Three Americans have died (as of Nov 2004) after taking the pill since it was approved, during a heavily politicized process by Congress and the Clinton administration, in September 2000. The new announcement suggests that the FDA still hasn't learned its lesson – and that this drug should be taken off the pharmacy shelves.

The story of how RU-486 got approval is buried in 9,300 pages of documents released by the drug agency to the legal watchdog group Judicial Watch, which filed a Freedom of Information Act suit.

These documents show that the Clinton administration – which had been warned of the drug's potential hazards as far back as 1995 in a citizen petition filed by Americans United for Life – pushed to get RU-486 approved before the 2000 election despite the lack of reliable data demonstrating its safety.

Congress may have been satisfied, but many doctors were not. Some researchers had detailed the dangers of RU-486 – including me, in an article I helped write that appeared in The Annals of Pharmacotherapy in January 2003 – but neither the public nor our elected officials took notice.

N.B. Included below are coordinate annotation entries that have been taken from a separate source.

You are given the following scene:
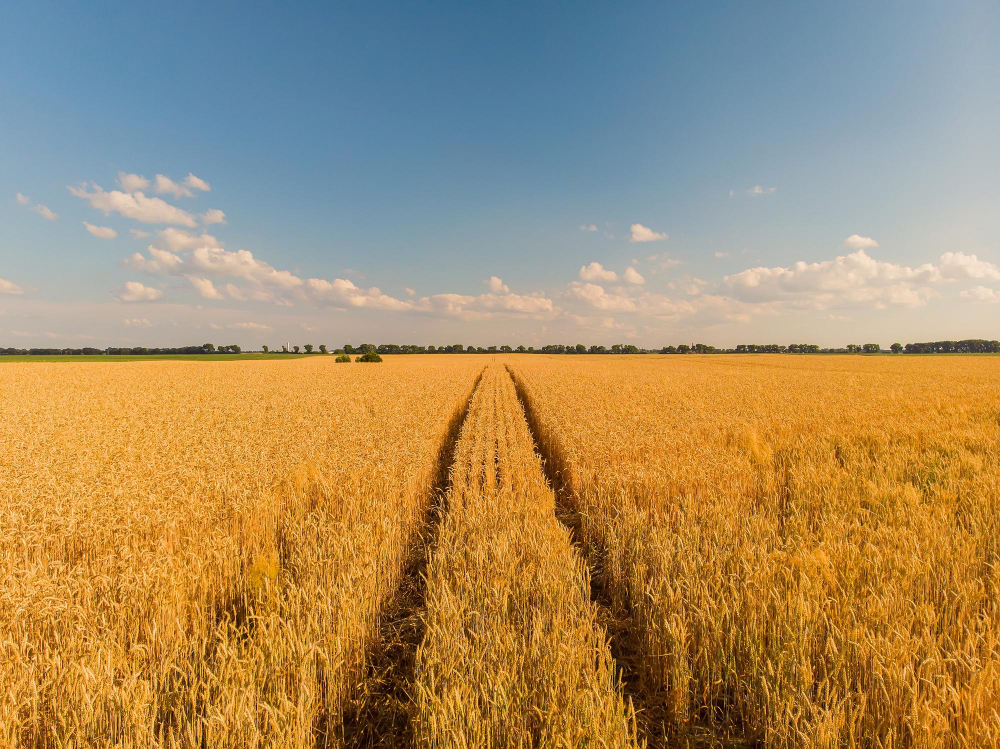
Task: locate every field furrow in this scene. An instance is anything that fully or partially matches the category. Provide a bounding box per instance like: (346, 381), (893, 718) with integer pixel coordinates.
(415, 364), (635, 747)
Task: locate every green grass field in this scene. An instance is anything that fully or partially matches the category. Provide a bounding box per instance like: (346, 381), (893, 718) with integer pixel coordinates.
(0, 354), (310, 363)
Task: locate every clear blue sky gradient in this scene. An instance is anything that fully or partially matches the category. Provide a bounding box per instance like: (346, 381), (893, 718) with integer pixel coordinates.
(0, 0), (1000, 346)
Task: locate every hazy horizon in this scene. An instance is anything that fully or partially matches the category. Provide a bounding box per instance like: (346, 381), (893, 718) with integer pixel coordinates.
(0, 1), (1000, 349)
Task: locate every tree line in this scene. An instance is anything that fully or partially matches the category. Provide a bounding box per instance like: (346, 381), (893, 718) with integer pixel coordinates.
(0, 338), (1000, 356)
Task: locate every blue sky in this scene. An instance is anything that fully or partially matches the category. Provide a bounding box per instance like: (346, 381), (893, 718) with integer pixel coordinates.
(0, 1), (1000, 348)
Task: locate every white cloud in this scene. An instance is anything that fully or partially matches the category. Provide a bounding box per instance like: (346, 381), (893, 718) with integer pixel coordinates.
(83, 221), (118, 239)
(569, 281), (638, 312)
(305, 278), (413, 310)
(201, 208), (226, 226)
(31, 205), (59, 221)
(184, 172), (212, 192)
(122, 245), (184, 274)
(622, 266), (646, 285)
(723, 250), (942, 309)
(844, 234), (878, 250)
(185, 247), (302, 289)
(0, 278), (24, 294)
(113, 281), (163, 302)
(959, 286), (1000, 303)
(489, 276), (510, 294)
(187, 276), (225, 299)
(66, 182), (197, 229)
(153, 174), (194, 198)
(418, 292), (558, 320)
(118, 172), (149, 192)
(580, 262), (618, 281)
(15, 193), (59, 221)
(941, 252), (1000, 281)
(157, 226), (222, 252)
(629, 224), (668, 242)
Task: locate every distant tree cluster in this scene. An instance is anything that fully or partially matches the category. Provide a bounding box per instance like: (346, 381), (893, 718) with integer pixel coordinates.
(894, 338), (1000, 354)
(0, 343), (243, 356)
(0, 338), (1000, 361)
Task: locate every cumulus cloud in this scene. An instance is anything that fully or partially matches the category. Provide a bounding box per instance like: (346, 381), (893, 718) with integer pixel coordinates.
(184, 172), (212, 192)
(489, 276), (510, 294)
(118, 172), (149, 192)
(66, 182), (197, 229)
(569, 281), (638, 312)
(941, 252), (1000, 281)
(844, 234), (878, 250)
(157, 226), (222, 252)
(226, 283), (247, 302)
(113, 281), (163, 302)
(83, 221), (118, 239)
(0, 278), (24, 294)
(723, 250), (942, 309)
(31, 205), (59, 221)
(201, 208), (226, 226)
(305, 278), (413, 310)
(122, 245), (184, 275)
(622, 266), (646, 285)
(187, 276), (225, 299)
(185, 247), (302, 289)
(959, 286), (1000, 304)
(15, 193), (59, 221)
(580, 262), (618, 281)
(629, 224), (668, 242)
(153, 174), (206, 198)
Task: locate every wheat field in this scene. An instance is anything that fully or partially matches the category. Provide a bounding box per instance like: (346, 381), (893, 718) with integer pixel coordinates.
(0, 355), (1000, 747)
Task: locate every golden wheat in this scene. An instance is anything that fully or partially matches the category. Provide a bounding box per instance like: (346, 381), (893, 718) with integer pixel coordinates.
(511, 356), (1000, 747)
(416, 364), (635, 747)
(0, 357), (482, 747)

Then, last September, an 18-year-old named Holly Patterson died after an RU-486 abortion at a Planned Parenthood clinic in CA. An autopsy found that she died of septic shock caused by endomyometritis, an inflammation of the uterus, "due to therapeutic, drug-induced abortion."

 

 

One other American, one Canadian, two Britons and one Swede are also known to have died after taking RU-486. And on Monday, the FDA revealed that a third American woman died last January…this newspaper reported that the agency "has received 676 reports of problems with the drug, including 17 ectopic pregnancies, 72 cases of blood loss so severe that they required transfusions and 7 cases of serious infections."

An RU-486 abortion is not a "little white pill," as its advocates like to say, but actually a two-drug regimen, consisting of 600 milligrams of mifepristone followed, one to two days later, by 400 milligrams of a drug called misoprostol. The first pill starves the developing embryo, the second induces uterine contractions to expel it and other tissue.

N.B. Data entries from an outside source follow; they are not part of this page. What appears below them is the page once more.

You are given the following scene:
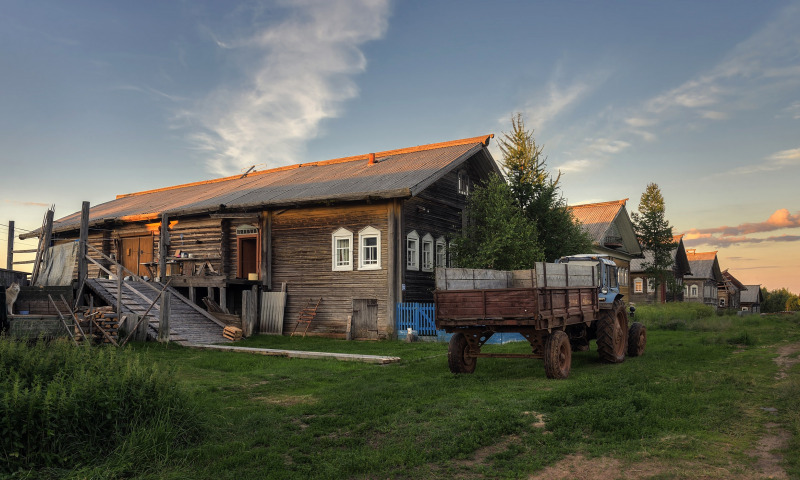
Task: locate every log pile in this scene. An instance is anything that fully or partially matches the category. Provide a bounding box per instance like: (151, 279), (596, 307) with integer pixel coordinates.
(75, 307), (120, 344)
(222, 325), (242, 342)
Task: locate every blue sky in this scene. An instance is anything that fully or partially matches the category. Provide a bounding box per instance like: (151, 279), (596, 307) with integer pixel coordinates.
(0, 0), (800, 292)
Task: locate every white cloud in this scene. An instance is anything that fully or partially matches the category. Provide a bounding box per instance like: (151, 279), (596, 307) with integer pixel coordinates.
(182, 0), (389, 175)
(730, 148), (800, 175)
(556, 159), (596, 173)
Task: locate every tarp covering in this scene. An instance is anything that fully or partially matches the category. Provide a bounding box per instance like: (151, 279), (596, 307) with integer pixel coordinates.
(35, 242), (78, 287)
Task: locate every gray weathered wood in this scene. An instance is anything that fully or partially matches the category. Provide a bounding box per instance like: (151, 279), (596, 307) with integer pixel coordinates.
(158, 293), (172, 343)
(3, 220), (14, 270)
(158, 213), (169, 280)
(242, 290), (256, 337)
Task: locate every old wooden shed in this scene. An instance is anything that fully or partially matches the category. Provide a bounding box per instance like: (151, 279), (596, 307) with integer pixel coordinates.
(21, 135), (499, 339)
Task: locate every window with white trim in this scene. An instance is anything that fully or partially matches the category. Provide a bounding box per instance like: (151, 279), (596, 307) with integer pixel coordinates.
(422, 233), (433, 272)
(447, 240), (456, 268)
(458, 170), (469, 195)
(406, 230), (419, 270)
(331, 228), (353, 272)
(436, 237), (447, 267)
(358, 227), (381, 270)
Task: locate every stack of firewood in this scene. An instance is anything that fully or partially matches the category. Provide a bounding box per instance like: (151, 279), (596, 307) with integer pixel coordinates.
(76, 307), (119, 343)
(222, 325), (242, 342)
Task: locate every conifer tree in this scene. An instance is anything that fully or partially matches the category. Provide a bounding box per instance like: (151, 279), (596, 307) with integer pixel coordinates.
(631, 183), (676, 302)
(498, 113), (592, 261)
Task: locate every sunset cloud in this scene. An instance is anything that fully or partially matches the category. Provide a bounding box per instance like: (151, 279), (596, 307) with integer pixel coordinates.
(684, 208), (800, 246)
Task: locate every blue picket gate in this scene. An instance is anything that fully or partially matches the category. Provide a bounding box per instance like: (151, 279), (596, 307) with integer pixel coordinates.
(396, 302), (444, 338)
(395, 302), (526, 344)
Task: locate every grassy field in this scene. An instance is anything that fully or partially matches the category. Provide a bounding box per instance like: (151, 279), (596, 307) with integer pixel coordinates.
(6, 307), (800, 480)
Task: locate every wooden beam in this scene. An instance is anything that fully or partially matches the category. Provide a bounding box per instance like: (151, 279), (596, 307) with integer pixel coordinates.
(4, 220), (14, 270)
(158, 213), (169, 280)
(76, 202), (89, 306)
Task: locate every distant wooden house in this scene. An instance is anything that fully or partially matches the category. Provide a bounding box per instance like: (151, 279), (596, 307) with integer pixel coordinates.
(21, 135), (500, 338)
(568, 198), (642, 301)
(683, 249), (725, 309)
(630, 235), (692, 303)
(739, 285), (764, 313)
(717, 268), (747, 311)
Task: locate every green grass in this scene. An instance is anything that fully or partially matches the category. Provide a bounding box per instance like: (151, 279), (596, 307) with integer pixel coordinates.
(3, 307), (800, 480)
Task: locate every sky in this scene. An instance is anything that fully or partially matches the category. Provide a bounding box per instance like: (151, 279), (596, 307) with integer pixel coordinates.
(0, 0), (800, 293)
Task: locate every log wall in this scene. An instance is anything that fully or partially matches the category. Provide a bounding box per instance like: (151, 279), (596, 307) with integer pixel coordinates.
(272, 203), (394, 337)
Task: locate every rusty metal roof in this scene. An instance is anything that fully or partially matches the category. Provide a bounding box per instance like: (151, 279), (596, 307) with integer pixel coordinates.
(567, 198), (642, 256)
(28, 135), (500, 238)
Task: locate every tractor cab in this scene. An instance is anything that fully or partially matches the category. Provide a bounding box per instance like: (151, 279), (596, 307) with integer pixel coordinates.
(555, 253), (622, 310)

Serious dangers can arise if a pregnant woman takes the first pill but fails to take the second, or if she or her clinic miscalculate dates, since the dangers of the regimen substantially increase after 49 days from conception, and the ability to cause a complete abortion significantly decreases.

Infection caused by an incomplete abortion that leaves fetal tissue in the uterus has been linked to two deaths while bleeding caused by an incomplete abortion has been linked to one near-death. In addition, RU-486 may mask symptoms of ectopic pregnancy (linked to one death) or lead to cardiac problems, including a myocardial infarction in a 21-year-old woman three days after an abortion.

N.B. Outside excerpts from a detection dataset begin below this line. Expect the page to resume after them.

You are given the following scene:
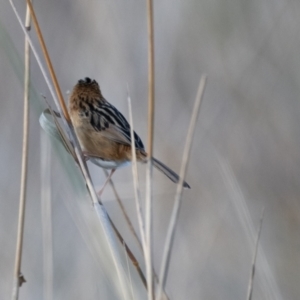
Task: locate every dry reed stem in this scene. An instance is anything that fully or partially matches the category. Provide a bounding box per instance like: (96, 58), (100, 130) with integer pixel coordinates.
(40, 132), (53, 300)
(10, 0), (129, 299)
(27, 0), (71, 123)
(103, 169), (143, 251)
(144, 0), (155, 300)
(12, 6), (30, 300)
(127, 92), (146, 251)
(216, 152), (284, 300)
(247, 208), (265, 300)
(157, 75), (207, 300)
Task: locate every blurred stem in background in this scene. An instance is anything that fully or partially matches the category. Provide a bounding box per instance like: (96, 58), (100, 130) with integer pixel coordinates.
(12, 2), (30, 300)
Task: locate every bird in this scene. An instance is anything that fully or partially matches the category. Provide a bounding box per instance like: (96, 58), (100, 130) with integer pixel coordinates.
(68, 77), (190, 196)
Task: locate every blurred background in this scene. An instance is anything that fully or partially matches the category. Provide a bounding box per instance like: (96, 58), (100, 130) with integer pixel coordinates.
(0, 0), (300, 300)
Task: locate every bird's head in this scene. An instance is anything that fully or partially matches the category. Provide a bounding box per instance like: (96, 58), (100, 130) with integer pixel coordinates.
(74, 77), (101, 94)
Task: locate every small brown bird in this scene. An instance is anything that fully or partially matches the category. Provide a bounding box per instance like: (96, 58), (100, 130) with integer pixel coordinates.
(69, 77), (190, 195)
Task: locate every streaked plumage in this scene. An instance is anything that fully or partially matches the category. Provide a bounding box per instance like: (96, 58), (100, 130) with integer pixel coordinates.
(69, 78), (189, 188)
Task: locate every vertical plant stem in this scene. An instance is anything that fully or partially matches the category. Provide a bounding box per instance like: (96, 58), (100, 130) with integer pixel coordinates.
(12, 2), (30, 300)
(145, 0), (155, 300)
(27, 0), (70, 123)
(157, 76), (207, 300)
(40, 132), (53, 300)
(127, 92), (146, 251)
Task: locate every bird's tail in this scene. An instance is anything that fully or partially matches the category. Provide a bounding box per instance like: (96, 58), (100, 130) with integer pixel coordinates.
(152, 157), (191, 189)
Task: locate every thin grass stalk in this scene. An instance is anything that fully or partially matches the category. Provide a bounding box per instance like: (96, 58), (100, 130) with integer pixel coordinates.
(41, 132), (53, 300)
(123, 241), (135, 300)
(103, 169), (143, 251)
(145, 0), (155, 300)
(27, 0), (71, 123)
(10, 0), (129, 299)
(12, 6), (30, 300)
(127, 93), (146, 251)
(157, 75), (207, 300)
(247, 208), (265, 300)
(216, 156), (284, 300)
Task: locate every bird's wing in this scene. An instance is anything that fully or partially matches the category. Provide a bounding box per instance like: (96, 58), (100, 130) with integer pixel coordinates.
(81, 100), (144, 150)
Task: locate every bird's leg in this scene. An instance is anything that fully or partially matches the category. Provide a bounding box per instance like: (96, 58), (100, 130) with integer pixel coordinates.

So how did such a dangerous drug get approval? Investigations of the records have shown that five standard procedural and scientific requirements to prove safety and effectiveness were circumvented to get RU-486 onto the market quickly.

The most serious was the FDA's approval of the drug solely on the basis of uncontrolled clinical trials, contrary to the agency's standard requirement of two randomized, blinded and controlled tests for new drug applications.

Second, the agency approved the drug using its "accelerated approval regulations," which were created by Congress for drugs with higher risks that are justified only because the drugs are better than current therapies for life-threatening illnesses like AIDS and cancer. Pregnancy, needless to say, isn't an illness, serious or life-threatening.

Third, the agency mandated a previously unapproved use for misoprostol, the second drug in the chemical abortion process, over the objections of its manufacturer, Searle. The company had created and marketed the drug to treat gastric ulcers.

Fourth, the FDA approved RU-486 for use without the safeguards observed in the original clinical tests. For example, the agency did not require those who write prescriptions for RU-486 to order an ultrasound, which is necessary to both date pregnancies (ensuring the 49-day limit) and to rule out ectopic pregnancies, in which the fetus develops outside the uterus.

Because RU-486 cannot end an ectopic pregnancy and in some cases mimics the symptoms of one, it is extremely difficult to diagnosis one after the drug is taken. If untreated, ectopic pregnancy can be fatal.

Last, the agency approved the drug for use on women of any age, yet it had no clinical data on the impact on those under 18. This was contrary to the agency's 1996 written directive to the manufacturer that such data would be required for approval.

Safety has been further undermined since the drug's approval. The FDA has effectively stopped enforcing the 49-day limit by doing nothing about abortion providers who prescribe RU-486 beyond that point.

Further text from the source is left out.